Love and AI

Are we about to be overthrown by our own creations?

You may have seen headlines of late predicting that developments in artificial intelligence (AI) will one day lead to machines taking over. Computers can already calculate faster than we can. Coupled with mechanical systems, they have the potential to be stronger, faster, more efficient, and in some cases, more lethal.

Some worry that our creations will do to us what we too often do to each other.

But for computers to stand up and overthrow their creators they would, at a very minimum, have to be imbued with free will. The ability to choose to do something other than what their creators programmed them to choose.

Is that even possible?

While I think that’s an interesting question (the answer is no, but that’s a topic for another day), I’m much more intrigued by the counter-question: What would we look like if we didn’t have free will?

Let’s assume for the sake of this discussion that we’re created beings. Like the computers and robots we’ve created (and deign to believe we can one day imbue with independent creativity), we were created by some other creator who did, in fact, instill in us the freedom to choose.

How would we be different if he hadn’t given us free will? What if we could only choose what he programmed us to choose?

I think it’s safe to say that we wouldn’t be over-eating and under-exercising. Or under-sleeping.

And I think it would cut down a lot on murder. And violence in general. How much sense would it make for a creator to program one of his creations to start destroying a bunch of his other creations? If he didn’t like the other creations, wouldn’t he just unplug them? (And whatever happened to all those dinosaurs?)

Politics and government would be completely unnecessary. Allocation of resources? Rule of law? Level playing field? It’s all in the program.

Sound pretty good so far?

Does your spouse love you?

What does that even mean if there’s no free will? She does what she does because the program says she must.

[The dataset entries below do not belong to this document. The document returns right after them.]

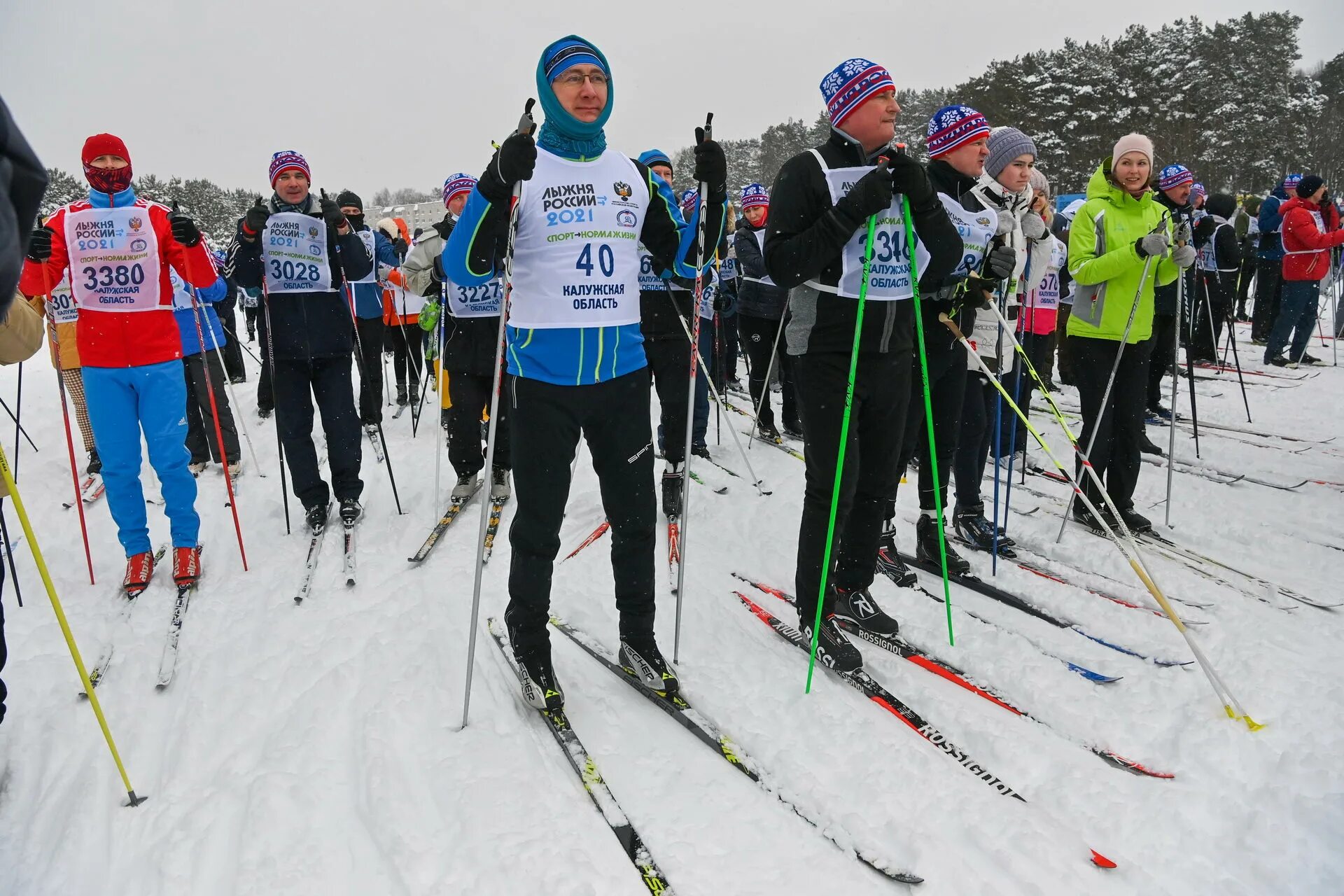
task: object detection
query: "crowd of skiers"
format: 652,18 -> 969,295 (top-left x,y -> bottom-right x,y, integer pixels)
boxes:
2,35 -> 1344,708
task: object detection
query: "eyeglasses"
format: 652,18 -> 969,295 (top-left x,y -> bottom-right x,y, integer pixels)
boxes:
556,71 -> 608,88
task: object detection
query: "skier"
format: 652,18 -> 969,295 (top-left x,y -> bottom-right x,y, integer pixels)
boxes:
230,149 -> 374,533
935,123 -> 1052,564
442,35 -> 727,709
732,184 -> 802,442
1191,193 -> 1242,364
172,268 -> 244,477
1144,164 -> 1195,408
336,190 -> 402,444
20,134 -> 218,595
1265,174 -> 1344,368
1068,134 -> 1195,532
1252,174 -> 1302,345
28,272 -> 102,481
638,149 -> 703,520
764,58 -> 961,669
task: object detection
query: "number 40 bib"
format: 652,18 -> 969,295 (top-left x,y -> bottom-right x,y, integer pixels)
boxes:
260,211 -> 332,293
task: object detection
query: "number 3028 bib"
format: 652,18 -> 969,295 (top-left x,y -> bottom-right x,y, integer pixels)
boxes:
510,149 -> 649,329
260,211 -> 332,293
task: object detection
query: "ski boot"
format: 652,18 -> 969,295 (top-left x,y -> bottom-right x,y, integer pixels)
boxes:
831,584 -> 900,638
172,544 -> 200,589
618,634 -> 679,693
916,513 -> 988,575
951,504 -> 1017,556
878,529 -> 919,589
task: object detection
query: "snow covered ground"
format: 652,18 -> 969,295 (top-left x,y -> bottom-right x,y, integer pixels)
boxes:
0,318 -> 1344,896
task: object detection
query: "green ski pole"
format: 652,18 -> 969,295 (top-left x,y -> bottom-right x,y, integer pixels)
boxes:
897,150 -> 957,645
806,193 -> 886,693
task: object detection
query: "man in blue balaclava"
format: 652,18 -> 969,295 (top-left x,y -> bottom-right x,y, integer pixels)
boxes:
442,35 -> 727,709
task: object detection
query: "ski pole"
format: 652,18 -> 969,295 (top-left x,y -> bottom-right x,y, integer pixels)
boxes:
938,314 -> 1264,731
672,111 -> 715,662
321,196 -> 402,516
1055,252 -> 1156,544
0,443 -> 146,806
462,97 -> 535,728
257,270 -> 290,535
676,314 -> 773,497
38,265 -> 95,587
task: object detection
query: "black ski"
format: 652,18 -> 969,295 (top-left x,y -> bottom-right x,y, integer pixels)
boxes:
551,617 -> 923,884
732,591 -> 1116,868
406,481 -> 481,563
485,617 -> 671,896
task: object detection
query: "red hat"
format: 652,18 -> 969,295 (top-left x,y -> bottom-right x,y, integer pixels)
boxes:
79,134 -> 130,167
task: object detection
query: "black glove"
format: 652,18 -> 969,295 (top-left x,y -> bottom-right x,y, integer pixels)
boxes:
691,127 -> 729,203
28,225 -> 55,265
317,192 -> 349,230
891,153 -> 932,207
836,162 -> 894,227
985,246 -> 1017,279
244,196 -> 270,239
168,203 -> 200,248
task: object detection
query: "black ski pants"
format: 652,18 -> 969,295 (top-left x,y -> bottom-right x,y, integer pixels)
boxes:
1070,336 -> 1149,510
1144,314 -> 1176,407
505,370 -> 655,655
355,317 -> 386,426
790,351 -> 911,623
736,313 -> 798,426
181,352 -> 242,463
644,337 -> 704,463
887,340 -> 969,520
446,371 -> 512,477
1252,258 -> 1284,341
274,355 -> 364,507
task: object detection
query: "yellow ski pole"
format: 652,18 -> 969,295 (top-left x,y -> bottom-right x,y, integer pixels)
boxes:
938,314 -> 1265,731
0,446 -> 148,806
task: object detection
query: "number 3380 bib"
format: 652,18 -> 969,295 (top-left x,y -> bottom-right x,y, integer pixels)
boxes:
260,211 -> 332,293
510,149 -> 649,329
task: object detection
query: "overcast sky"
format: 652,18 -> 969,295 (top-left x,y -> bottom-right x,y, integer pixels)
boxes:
0,0 -> 1344,199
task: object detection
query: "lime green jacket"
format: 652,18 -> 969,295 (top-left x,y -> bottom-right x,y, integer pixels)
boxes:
1068,158 -> 1180,344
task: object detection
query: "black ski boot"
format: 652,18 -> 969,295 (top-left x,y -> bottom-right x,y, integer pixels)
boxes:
620,634 -> 678,693
513,648 -> 564,712
1119,506 -> 1153,535
949,504 -> 1017,556
340,498 -> 364,525
831,584 -> 900,638
878,529 -> 919,589
304,501 -> 332,535
798,612 -> 863,672
663,463 -> 681,520
916,513 -> 970,575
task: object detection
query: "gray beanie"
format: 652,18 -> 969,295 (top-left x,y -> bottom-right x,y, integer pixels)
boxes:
985,127 -> 1036,177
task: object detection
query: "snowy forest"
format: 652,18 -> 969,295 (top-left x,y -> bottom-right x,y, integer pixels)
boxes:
676,12 -> 1344,202
43,12 -> 1344,236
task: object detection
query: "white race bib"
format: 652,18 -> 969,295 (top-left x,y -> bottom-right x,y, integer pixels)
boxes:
806,149 -> 914,302
916,193 -> 999,278
260,211 -> 332,293
47,272 -> 79,323
64,203 -> 162,312
510,149 -> 649,329
444,279 -> 504,317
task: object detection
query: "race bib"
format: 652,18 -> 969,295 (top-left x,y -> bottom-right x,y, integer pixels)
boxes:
510,149 -> 649,329
260,211 -> 332,293
64,204 -> 162,312
47,272 -> 79,323
806,149 -> 914,302
444,279 -> 504,317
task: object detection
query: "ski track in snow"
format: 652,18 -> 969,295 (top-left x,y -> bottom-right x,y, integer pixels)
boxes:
0,325 -> 1344,896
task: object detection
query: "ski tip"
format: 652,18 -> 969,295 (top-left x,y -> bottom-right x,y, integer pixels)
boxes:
1091,849 -> 1116,868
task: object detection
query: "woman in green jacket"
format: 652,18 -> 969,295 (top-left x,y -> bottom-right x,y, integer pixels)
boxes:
1068,134 -> 1195,532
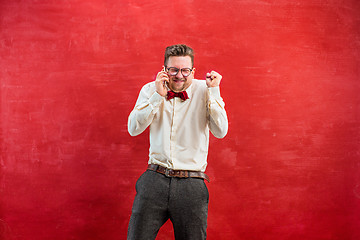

“These three remain: faith, hope, and love.” (1 Corinthians 13:13, NIV) They all have their root in free will. Without it, the actions may still exist, but the meaning is lost.

Without free will, the actions are attributable to the creator, not the creation. It is the creator who loves me, not my wife.

But think about this. Can I even understand what love is if I don’t have free will? If my own actions are directly attributable to the creator’s programming, so, I will naturally assume, are the actions of others. I’ve lost the capacity to understand their actions as an expression of their free choice—because they haven’t any. And thus I’ve lost the capacity to understand the actions of the creator as anything other than natural consequence.

I couldn’t love God if he hadn’t given me free will. On the one hand I wouldn’t know what love was, and on the other I wouldn’t have the capacity to express it.

We often ask how a good God can allow so much bad to happen in the world. I think this is the core of the answer. He wanted us to know what love was. He wanted us to experience love for each other. He wanted us to have the capacity to understand the depth of his love for us. And he wanted us to be able to genuinely and sincerely express love back to him.

It is true that without free will, evil cannot exist. But neither can good.

One final thought I’ll leave with you … How realistic is it to believe we could ever exceed the one who created us?

Okay, maybe two … How would we feel if our creations rebelled against us the way we’ve rebelled against our creator?